Tag Archives: markdown

An efficient way to convert Markdown to a Word readable format

In my previous post I pointed to some of the advantages Markdown has for writing. However, sooner or later you arrive in a situation where you need your text in the .doc / .docx / .odt format. Obviously, you google how to convert it and you end up with the good old Pandoc. This program works great for converting almost any type of documents. But recently I discovered that there is more to it than just:

pandoc -o output_file.odt input_file.md

Here are two ways to spice it up. First, use the --smart argument which ensures that straight quotes are converted to curly quotes, two dashes to an en-dash etc. In other words, Pandoc will attempt to produce a typographically correct output. Similarly, the --normalize argument removes repeated spaces and makes other corrections.

Second, you can use the --reference-odt or --reference-docx arguments, depending on which format you want do convert into. This points Pandoc to a reference file whose styles should be applied to the converted text. It allows you to pre-define the formatting of headings, paragraphs and other parts of text so that you don’t have to do this manually after every conversion. All in all you would use:

pandoc --smart --normalize --reference-odt=file.odt -o output_file.odt input_file.md

Using plain text for writing gets a lot easier. You just need to define the styles once and Pandoc will take care of the rest for you. No wonder Pandoc is presented on its homepage as a swiss army knife for working with documents. You can even tell it to generate table of contents based on headings used in the text. The options are vast, just look into the manual man pandoc.

There are few more things I would like to note:

  • The Pandoc manual says that for best results, the style reference files should be generated by Pandoc in the first place.

  • Pandoc recognizes multimarkdown footnotes (for syntax, search for footnotes here) and converts them correctly, yay!

  • If you need to quickly convert Markdown to HTML or PDF, you can always use Dillinger, an online conversion tool.

  • There is also one other way to make the conversion without Pandoc, though I suspect there are less options than are offered by Pandoc.

Baby steps

It is quite some time since I entered the open-source world. It’s years, long years actually. I first installed linux when I was at high school (wow, Dapper Drake is old!) and since then I was slowly picking up the tools and mindset to do things the open-source way.

First things first, I had to take a command line 1.01 since I constantly needed to do things like reset my network card, update grub to catch up on my latest distro-hopping endeavor or set up the cool looking conky I just found on the web. Some copy pasting of commands I found on the forums usually did the trick. It was a hassle but it was well worth it. Nowdays, I work with command-line programs like git, grep, pandoc or wget on a daily basis and they are great. Yum!

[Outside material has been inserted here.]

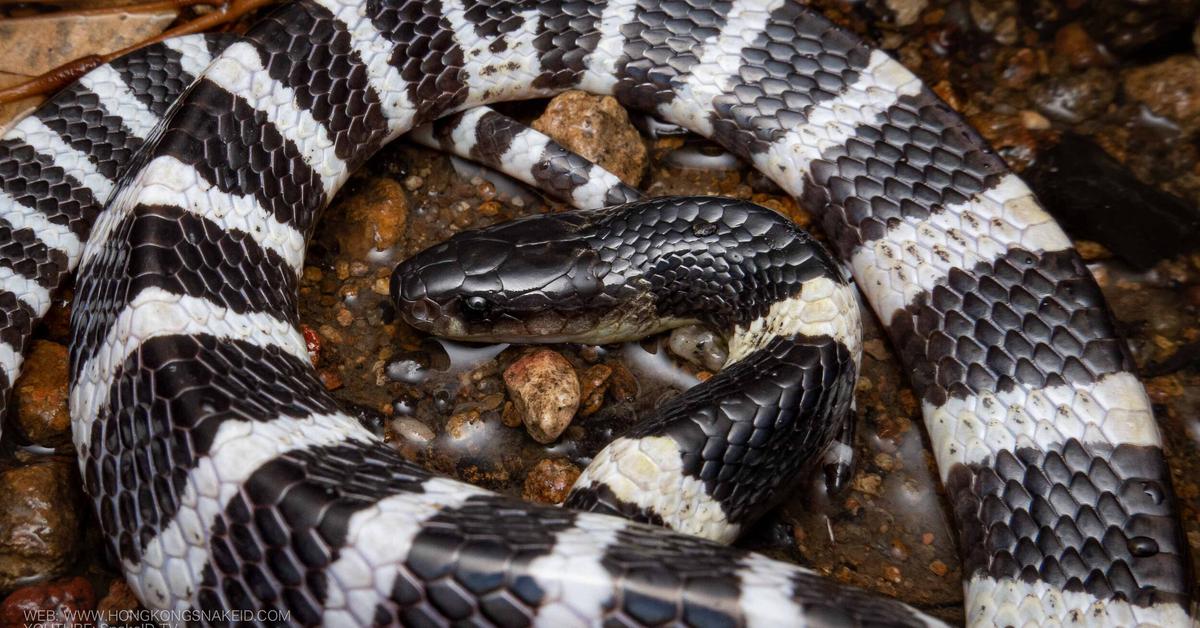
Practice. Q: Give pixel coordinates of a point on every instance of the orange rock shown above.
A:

Second, tinkering with various settings got me to recognize the powers of plain text. I got all my writing settled around Markdown now (Markdown FTW!), but it was a looong way, baby! Naturally, the starting point was using some kind of word alternative, be it open, libre or abi. My first attempt at utilizing plain text was with Latex. It felt really good to see my texts ending up looking professional, but after some time, it got tiring to deal constantly with the incompatibility with what everyone around me was using or with the process of setting it up (with all the specifics for my native language). And above all that, I’m really not a fan of the hyphenation enforcement which ruins the reliability of fulltext search for my texts.

I turned to HTML, a language that seemed that it can meet any of my needs. It didn’t take much time to realize that it wasn’t such an obviously good choice. Although it was nice that I could load the HTML document directly to MS Word or LO Writer whenever I needed to, it was really an overkill solution since I needed to annotate my texts with a lot more (and longer) tags. Certainly, there are more lightweight solutions which don’t distract from writing that much.

So guess what followed when I learned on Gradhacker that Markdown in its simplicity (actually, it is Multimarkdown but still) can handle footnotes. I checked that pandoc could process it and from there it was green lights all the way. It’s really universal. The github repo tracking my dissertation freaked out a little from the commits converting my files to Markdown but that’s it. Now I am living my happily ever after and it seems I will stick to this one at least for a while but I know that my learning isn’t over.

I started writing user documentation for the Pitivi video editor several months ago and it just never stops. I learned to manage git remotes, branching, interactive rebase, cherry-picking etc. The git thingies took some time but the Mallard markup was easy to pick up. And I practice my writing skills, especially for clarity. Recently, I also spent some time at figuring out regular expressions with some nice results for my research. Can’t wait what will be next.